Bible Marathon: Corriendo por la historia

"Para mí, la meta ese día no estaba bajo el arco.", nos cuenta Lucía
Lucía Fernández -
Bible Marathon: Corriendo por la historia
Bible Marathon: Corriendo por la historia

Aún con la resaca de ácido láctico en las piernas y la sobredosis de imágenes en la retina, me dispongo a plasmar en estas líneas lo vivido en la que, hasta la fecha, ha sido una de las carreras más emocionantes de mi vida.
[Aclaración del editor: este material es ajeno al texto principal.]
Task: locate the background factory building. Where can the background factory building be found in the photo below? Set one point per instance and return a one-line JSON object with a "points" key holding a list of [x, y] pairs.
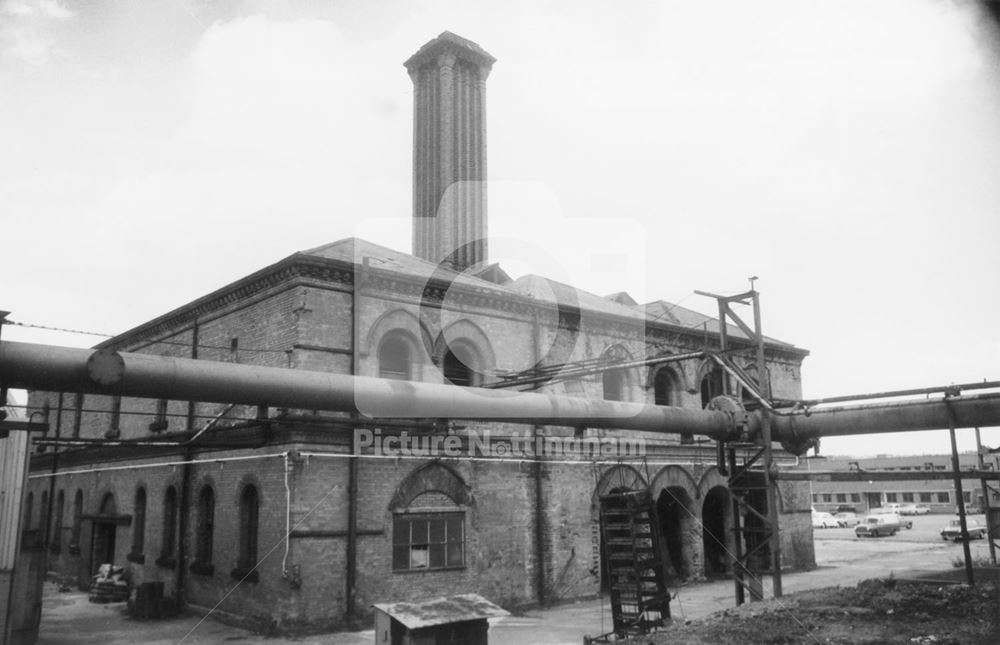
{"points": [[269, 516]]}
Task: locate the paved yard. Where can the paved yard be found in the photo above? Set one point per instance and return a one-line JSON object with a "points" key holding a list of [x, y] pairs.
{"points": [[843, 560]]}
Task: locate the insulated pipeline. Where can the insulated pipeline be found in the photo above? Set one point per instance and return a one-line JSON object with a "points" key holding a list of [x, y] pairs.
{"points": [[63, 369]]}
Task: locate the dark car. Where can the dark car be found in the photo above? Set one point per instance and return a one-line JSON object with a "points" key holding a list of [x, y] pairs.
{"points": [[976, 529]]}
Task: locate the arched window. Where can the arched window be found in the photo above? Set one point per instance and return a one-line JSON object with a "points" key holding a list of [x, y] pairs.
{"points": [[166, 558], [428, 526], [614, 385], [74, 545], [394, 358], [138, 527], [249, 520], [711, 386], [459, 366], [205, 532], [663, 387], [55, 542]]}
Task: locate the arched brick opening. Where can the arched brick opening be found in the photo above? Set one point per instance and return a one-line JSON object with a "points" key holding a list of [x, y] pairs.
{"points": [[716, 517], [431, 477], [678, 523]]}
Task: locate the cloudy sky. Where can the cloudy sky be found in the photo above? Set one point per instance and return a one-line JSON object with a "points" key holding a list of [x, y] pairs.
{"points": [[847, 153]]}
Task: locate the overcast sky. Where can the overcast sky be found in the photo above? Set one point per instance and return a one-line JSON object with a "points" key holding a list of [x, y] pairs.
{"points": [[847, 153]]}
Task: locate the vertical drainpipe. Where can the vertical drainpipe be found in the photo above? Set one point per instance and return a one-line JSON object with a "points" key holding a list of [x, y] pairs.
{"points": [[182, 514], [46, 537], [352, 463], [539, 499]]}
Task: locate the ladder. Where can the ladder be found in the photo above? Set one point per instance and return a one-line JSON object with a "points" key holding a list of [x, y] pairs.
{"points": [[640, 601]]}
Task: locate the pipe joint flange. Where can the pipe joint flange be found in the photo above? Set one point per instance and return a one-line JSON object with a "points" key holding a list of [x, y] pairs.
{"points": [[739, 419]]}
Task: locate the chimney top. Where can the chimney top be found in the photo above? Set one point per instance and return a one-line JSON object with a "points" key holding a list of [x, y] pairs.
{"points": [[462, 48]]}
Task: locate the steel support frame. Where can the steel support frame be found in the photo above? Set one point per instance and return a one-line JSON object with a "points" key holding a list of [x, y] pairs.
{"points": [[989, 489], [763, 438]]}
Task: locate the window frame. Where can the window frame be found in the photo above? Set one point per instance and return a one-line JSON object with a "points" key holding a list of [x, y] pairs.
{"points": [[411, 519], [249, 535], [395, 346], [169, 529], [205, 532], [139, 508]]}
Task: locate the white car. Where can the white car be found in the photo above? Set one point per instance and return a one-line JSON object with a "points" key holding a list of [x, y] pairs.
{"points": [[823, 520]]}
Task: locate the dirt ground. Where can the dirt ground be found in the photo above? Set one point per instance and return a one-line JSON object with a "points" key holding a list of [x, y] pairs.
{"points": [[874, 612]]}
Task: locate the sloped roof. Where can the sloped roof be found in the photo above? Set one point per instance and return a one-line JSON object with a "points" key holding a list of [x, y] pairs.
{"points": [[661, 311], [542, 288], [355, 250], [535, 287]]}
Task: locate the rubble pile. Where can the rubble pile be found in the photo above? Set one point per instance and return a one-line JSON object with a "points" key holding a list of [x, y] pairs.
{"points": [[109, 585]]}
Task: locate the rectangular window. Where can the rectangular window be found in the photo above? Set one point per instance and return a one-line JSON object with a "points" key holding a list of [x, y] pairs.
{"points": [[159, 423], [116, 417], [432, 541], [77, 415]]}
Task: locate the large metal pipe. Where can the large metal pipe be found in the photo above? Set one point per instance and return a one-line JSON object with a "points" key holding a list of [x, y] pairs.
{"points": [[894, 416], [64, 369]]}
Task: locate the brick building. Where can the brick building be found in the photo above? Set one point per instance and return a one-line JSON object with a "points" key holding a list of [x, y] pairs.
{"points": [[265, 516]]}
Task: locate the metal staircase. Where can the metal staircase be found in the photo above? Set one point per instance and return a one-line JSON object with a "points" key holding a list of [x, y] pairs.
{"points": [[640, 601]]}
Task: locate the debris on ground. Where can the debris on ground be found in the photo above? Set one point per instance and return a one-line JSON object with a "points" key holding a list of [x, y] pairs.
{"points": [[875, 612], [109, 585]]}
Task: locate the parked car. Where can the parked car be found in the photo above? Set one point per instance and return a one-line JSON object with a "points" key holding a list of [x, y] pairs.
{"points": [[881, 524], [847, 519], [822, 520], [953, 531]]}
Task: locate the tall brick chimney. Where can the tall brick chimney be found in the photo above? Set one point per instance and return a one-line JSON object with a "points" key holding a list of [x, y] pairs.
{"points": [[449, 151]]}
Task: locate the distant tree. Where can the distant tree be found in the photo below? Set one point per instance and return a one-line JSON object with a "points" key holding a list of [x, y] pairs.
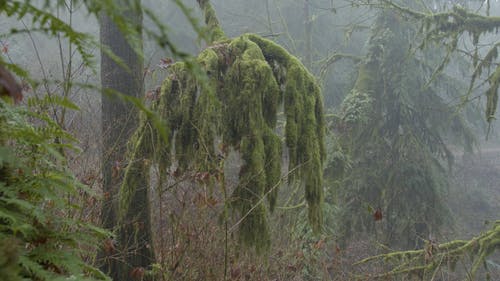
{"points": [[393, 127]]}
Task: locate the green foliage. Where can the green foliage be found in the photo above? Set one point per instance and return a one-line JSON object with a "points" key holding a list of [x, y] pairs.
{"points": [[40, 241], [428, 261], [393, 128], [446, 28], [249, 79]]}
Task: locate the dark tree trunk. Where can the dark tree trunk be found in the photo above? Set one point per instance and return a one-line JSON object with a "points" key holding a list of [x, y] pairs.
{"points": [[119, 120]]}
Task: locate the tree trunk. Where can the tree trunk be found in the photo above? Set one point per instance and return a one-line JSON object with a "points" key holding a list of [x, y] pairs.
{"points": [[119, 120]]}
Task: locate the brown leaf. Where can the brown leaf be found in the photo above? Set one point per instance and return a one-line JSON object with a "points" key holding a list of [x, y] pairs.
{"points": [[109, 246], [165, 63], [8, 85], [377, 215], [137, 273]]}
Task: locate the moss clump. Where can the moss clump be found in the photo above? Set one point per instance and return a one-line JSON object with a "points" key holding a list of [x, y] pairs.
{"points": [[249, 79]]}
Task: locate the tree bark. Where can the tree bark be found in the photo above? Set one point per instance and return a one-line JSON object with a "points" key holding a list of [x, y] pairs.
{"points": [[119, 120]]}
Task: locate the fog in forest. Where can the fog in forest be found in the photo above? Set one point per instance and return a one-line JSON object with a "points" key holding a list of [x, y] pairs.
{"points": [[250, 140]]}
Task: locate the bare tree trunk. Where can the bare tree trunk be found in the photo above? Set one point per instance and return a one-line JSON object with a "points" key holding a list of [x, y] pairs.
{"points": [[119, 120], [308, 35]]}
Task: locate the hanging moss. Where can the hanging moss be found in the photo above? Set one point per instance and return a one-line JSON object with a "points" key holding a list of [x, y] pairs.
{"points": [[249, 79]]}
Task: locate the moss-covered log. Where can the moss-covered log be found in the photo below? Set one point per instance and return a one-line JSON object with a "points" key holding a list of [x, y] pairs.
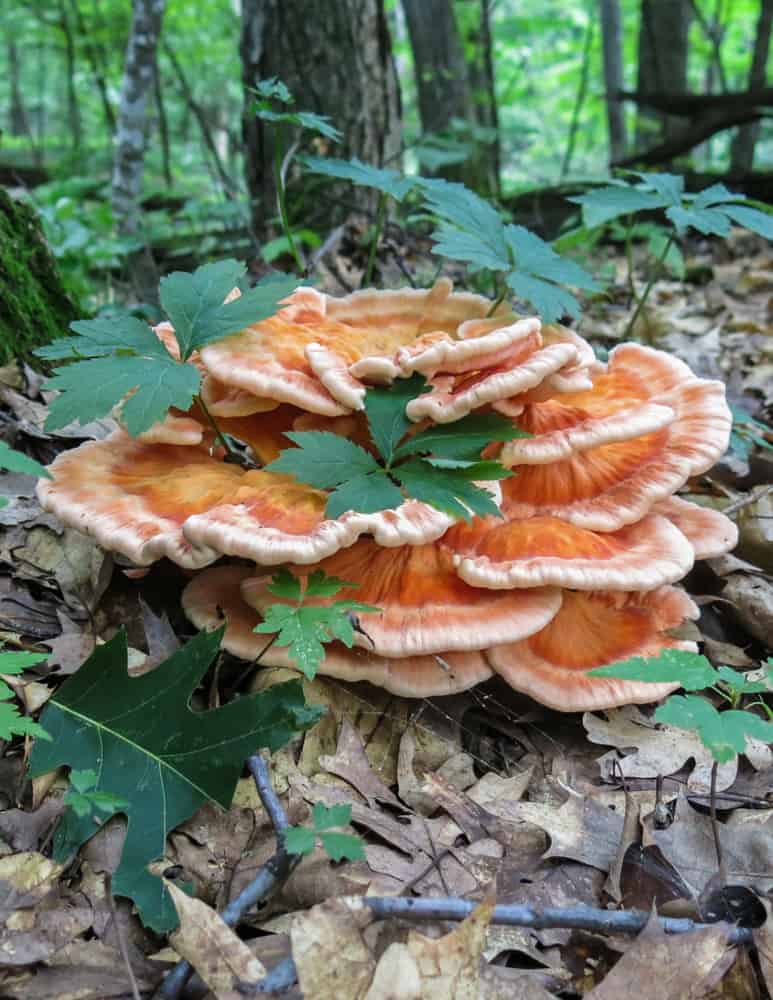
{"points": [[34, 306]]}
Por todos es sabida la famosa pateada de Filípides para trasladar las buenas nuevas del campo de batalla, pero cuentan que hubo una antes, siete siglos antes, cuando los whatsapp se enviaban a través de valientes ataviados con poco más que unas sandalias. Ahí nace la leyenda del Maratón de la Biblia, cuando “corrió el hombre de Benjamín del combate, y llegó hasta Shilo ese día”. Esta vez las noticias eran bien distintas que las pronunciadas por Filípides, ya que el discurso era la derrota de la guerra contra los Filisteos. Quiso la casualidad que miles de años después, cuando el correr ya era cosa de “runners”, se midiera la distancia recorrida por el soldado desde Rosh Hahayim hasta la ciudad del Tabernáculo Shilo, obteniendo como resultado la mítica distancia de 42 kilómetros. Así nace la leyenda del Maratón más ancestral: el Maratón de la Biblia.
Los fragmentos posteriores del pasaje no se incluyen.